乙型肝炎病毒(HBV)可导致慢性肝炎、肝硬化和肝细胞癌。表面抗原(HBsAg)检测是确诊HBV感染的决定性检测方法,而核心蛋白抗体(抗-HBc)的存在提示既往或正在进行的感染或隐匿性乙型肝炎感染(OBI)。
本研究旨在确定献血者中抗-HBc和HBsAg的流行率。此外,该研究旨在估计在疑似OBI病例中检测到HBV DNA时的抗-HBc水平,并寻找与血清中未检测到HBsAg相关的“a”决定簇突变。

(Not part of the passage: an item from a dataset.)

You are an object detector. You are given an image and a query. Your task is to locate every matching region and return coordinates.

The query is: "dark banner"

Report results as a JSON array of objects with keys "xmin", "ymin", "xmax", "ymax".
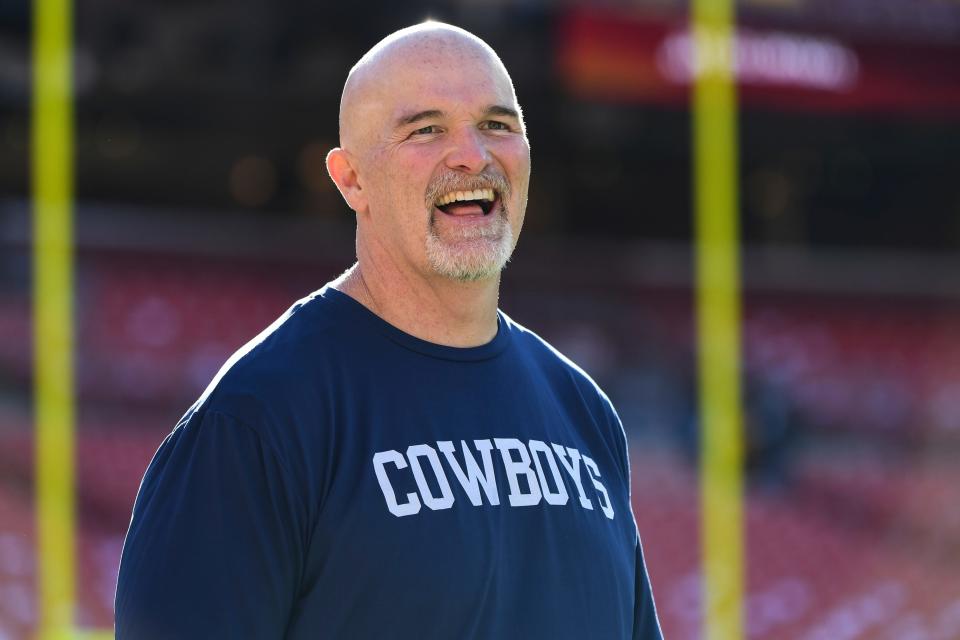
[{"xmin": 558, "ymin": 9, "xmax": 960, "ymax": 117}]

我们在2003年至2009年进行了一项横断面研究。该研究纳入了来自墨西哥普埃布拉州的120552名献血者。使用基于微粒的不同商业系统(酶免疫分析(MEIA)或化学发光免疫分析(CMIA))来测定HBsAg和抗-HBc水平。对于HBV DNA的检测,使用巢式聚合酶链反应(巢式PCR),并使用桑格测序法确定基因型。
在120552名献血者中,1437人(1.19%,95%置信区间:1.12 - 1.26)抗-HBc呈反应性,而82人(0.066%,95%置信区间:0.053 - 0.079)HBsAg呈反应性。2009年从抗-HBc阳性/HBsAg阴性献血者中采集的约156份血浆样本被送去检测HBV DNA,以寻找可能的OBI。在27/156份样本中检测到病毒DNA(17.3%,95%置信区间:11.5 - 23.1)。我们的结果显示HBV DNA或HBsAg与抗-HBc S/CO水平≥4.0之间存在关联。所有DNA样本均被鉴定为H基因型,并且鉴定出了一些“a”决定簇突变,尽管没有一个与先前报道的阻碍商业免疫测定法检测HBsAg的突变相对应。
我们观察到,随着抗-HBc水平的升高,献血者中病毒蛋白HBsAg的流行率也更高。与抗-HBc S/CO≥1且<4.0的样本相比,检测HBV-DNA呈阳性的样本中抗-HBc S/CO≥4的出现频率高出十倍,这突出了在献血者样本中测定抗-HBc的重要性。